The Plot Against America

Produite par HBO, The Plot Against America, la minisérie de David Simon
adaptée du roman de Philip Roth, vient d’arriver sur OCS en France.
Une uchronie politique terriblement d’actualité, à voir de toute urgence.

Par Quentin Moyon

Temps de lecture 5 min

The Plot Against America

Bande Annonce

The Plot against America est la douzième adaptation à l’écran d’une œuvre de Philip Roth. Jusqu’à présent, la transformation des romans du géant prolifique de la littérature américaine en films (de Portnoy et son complexe en 1972 à American Pastoral en 2016) ou en obscurs épisodes télé (L’écrivain des ombres fit notamment l’objet d’un volet de la série d’anthologie American Playhouse en 1984) n’avait pas su leur rendre justice. Mais quand c’est un autre géant, David Simon, qui s’attaque à la version sérielle du Complot contre l’Amérique, la probabilité d’une réussite monte en flèche. Avant son décès en 2018, Philip Roth avait d’ailleurs donné sa bénédiction au créateur de The Wire, Treme et The Deuce, reconnaissant sans doute en lui une même quête du « grand roman américain », un même souci d’écrire pour mettre à jour le vrai visage de l’Amérique.

C’est ici le choix de l’uchronie qui permet de lever le masque. The Plot against America réécrit les élections présidentielles du 5 novembre 1940 en imaginant la victoire du héros de guerre Charles Lindberg sur Franklin Delano Roosevelt. Pacifiste jusqu’au-boutiste, le pilote du Spirit of St. Louis refuse l’entrée en guerre des États-Unis, mais les Américains sont divisés face à son ambiguïté vis-à-vis de l’idéologie nazie. Comme le roman auquel elle reste très fidèle, la série de David Simon nous invite à vivre ces événements du point de vue des Levin, une famille juive qui voit peu à peu ses libertés remises en cause.

The Plot against America devient une allégorie
politique des USA de Trump

Ingénieux mélange de faits réels et de fiction, le roman de Philip Roth, publié en 2004, pouvait alors être vu comme une réaction à la dérive fascisante de l’administration Bush après le 11 septembre. Interprété 16 ans plus tard par David Simon, The Plot against America devient une allégorie politique des USA de Trump, une œuvre inquiète de la montée actuelle des extrêmes aux États-Unis et en Europe, comme nombre d’autres uchronies ces dernières années, de The Man in the High Castle à la récente Hunters, en passant par The Handmaid’s Tale. Et si l’on met un peu de temps à se laisser prendre par cette série lente au démarrage, qui ne trouve son rythme de croisière qu’à la fin du deuxième épisode, on peut aussi y voir une illustration de la nature du drame qui s’opère.
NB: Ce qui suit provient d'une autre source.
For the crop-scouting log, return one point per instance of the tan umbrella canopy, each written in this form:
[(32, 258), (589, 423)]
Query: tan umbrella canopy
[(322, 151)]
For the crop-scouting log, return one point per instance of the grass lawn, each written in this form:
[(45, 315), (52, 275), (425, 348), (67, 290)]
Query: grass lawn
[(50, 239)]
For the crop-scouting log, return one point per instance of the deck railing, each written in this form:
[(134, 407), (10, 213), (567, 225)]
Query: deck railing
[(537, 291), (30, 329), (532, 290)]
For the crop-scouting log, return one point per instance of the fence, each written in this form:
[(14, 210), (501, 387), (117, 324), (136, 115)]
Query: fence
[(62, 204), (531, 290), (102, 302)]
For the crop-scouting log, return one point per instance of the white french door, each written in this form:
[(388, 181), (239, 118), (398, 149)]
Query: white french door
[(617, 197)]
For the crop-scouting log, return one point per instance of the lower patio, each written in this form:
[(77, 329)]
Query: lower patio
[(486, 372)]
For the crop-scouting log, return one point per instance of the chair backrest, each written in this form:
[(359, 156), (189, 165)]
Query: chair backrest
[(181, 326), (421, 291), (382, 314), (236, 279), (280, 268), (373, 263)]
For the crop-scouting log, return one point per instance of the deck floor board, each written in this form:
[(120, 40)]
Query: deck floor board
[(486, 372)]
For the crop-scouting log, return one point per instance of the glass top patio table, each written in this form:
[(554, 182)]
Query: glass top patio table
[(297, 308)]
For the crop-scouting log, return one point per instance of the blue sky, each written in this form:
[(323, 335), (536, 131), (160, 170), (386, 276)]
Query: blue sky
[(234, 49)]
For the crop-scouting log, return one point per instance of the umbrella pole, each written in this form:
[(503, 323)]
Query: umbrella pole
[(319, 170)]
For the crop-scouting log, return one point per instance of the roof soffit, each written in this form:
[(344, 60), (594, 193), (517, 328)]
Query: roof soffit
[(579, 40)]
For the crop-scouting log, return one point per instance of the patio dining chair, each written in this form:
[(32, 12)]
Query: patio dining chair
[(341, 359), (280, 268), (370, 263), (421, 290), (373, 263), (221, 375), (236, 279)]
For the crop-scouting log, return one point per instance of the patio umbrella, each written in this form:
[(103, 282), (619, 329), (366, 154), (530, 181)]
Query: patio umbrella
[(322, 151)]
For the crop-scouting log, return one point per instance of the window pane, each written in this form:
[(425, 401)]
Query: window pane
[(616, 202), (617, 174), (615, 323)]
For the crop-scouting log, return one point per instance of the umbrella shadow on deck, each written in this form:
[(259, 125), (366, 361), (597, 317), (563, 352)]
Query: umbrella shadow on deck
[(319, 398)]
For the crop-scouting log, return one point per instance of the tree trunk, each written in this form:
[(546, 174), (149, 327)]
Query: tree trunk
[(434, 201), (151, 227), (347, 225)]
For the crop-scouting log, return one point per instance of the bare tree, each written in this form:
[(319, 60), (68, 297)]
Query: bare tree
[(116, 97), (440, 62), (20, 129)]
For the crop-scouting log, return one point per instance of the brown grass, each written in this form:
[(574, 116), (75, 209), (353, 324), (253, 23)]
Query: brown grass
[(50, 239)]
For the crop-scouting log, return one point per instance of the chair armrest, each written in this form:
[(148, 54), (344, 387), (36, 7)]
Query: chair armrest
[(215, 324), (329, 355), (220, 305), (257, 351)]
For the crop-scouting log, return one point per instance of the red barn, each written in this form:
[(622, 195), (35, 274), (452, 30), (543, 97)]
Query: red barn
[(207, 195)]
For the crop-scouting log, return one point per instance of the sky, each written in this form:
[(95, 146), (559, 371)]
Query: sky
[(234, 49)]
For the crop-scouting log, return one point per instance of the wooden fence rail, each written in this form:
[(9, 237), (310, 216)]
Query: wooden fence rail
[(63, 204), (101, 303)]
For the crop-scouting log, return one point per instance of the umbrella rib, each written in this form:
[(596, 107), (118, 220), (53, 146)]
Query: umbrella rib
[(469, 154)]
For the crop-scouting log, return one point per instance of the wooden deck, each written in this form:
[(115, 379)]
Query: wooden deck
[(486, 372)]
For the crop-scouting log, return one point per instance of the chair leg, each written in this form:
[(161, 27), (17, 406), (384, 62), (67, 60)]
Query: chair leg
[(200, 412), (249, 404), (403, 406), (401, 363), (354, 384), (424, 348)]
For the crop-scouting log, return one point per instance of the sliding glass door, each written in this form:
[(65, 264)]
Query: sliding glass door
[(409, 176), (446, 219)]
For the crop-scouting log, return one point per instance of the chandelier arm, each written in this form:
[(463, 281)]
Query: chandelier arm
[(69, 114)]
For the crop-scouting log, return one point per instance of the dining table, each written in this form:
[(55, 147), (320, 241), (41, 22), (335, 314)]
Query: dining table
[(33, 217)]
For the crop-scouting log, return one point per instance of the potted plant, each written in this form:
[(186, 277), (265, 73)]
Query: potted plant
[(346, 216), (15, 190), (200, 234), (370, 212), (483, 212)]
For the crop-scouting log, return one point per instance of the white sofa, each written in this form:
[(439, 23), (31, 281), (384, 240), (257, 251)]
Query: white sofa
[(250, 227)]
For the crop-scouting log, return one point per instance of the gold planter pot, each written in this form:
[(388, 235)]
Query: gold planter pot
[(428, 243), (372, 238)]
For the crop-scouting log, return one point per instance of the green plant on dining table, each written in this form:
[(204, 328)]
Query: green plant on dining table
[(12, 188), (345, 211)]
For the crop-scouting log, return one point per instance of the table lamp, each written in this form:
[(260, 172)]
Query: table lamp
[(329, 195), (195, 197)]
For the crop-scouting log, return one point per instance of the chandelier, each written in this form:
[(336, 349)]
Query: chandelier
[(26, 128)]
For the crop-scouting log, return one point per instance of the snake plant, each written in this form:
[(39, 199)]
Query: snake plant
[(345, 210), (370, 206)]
Oppressante plus qu’haletante, The Plot against America est sous-tendue par une forme de fatalisme face au basculement sourd de la démocratie américaine vers une « dictature douce » tocquevillienne. Ce fatalisme s’incarne jusque dans la construction visuelle de la série, structurée de manière symétrique. Des élections de 1940 à celles de 1942, qui encadrent la narration, The Plot against America met en scène les même gestes – le vote dans les isoloirs – et les même habitudes – on écoute la radio jusqu’au bout de la nuit dans le même canapé pour suivre le dévoilement progressif des résultats –, sur fond d’une même musique jazz entraînante. Un bon moyen de nous crier au visage qu’on peut toujours se dire que tout va bien, mais qu’en réalité rien n’a changé.

À cette écriture implacable s’ajoute l’excellente interprétation du duo formé par John Turturro et Winona Ryder, un couple juif qui défend la politique pacifiste de Lindberg sans réaliser qu’il légitime à son insu la création d’un mouvement ségrégationniste à l’encontre de son propre peuple. Il suffit de voir apparaître à l’écran Le Procès de Kafka pour comprendre l’essence du message délivré par David Simon. Dans ses Réflexions sur la question juive, Jean-Paul Sartre décrivait Le Procès comme une métaphore de l’expérience du monde vécue par les Juifs durant les années 20, un monde absurde dans lequel l’antisémitisme et la peur de l’autre au sens large étaient devenus communs. Par petites touches subtiles, The Plot against America vient appuyer l’idée que la dictature s’installe souvent sans faire de bruit. Bienvenue en 2020.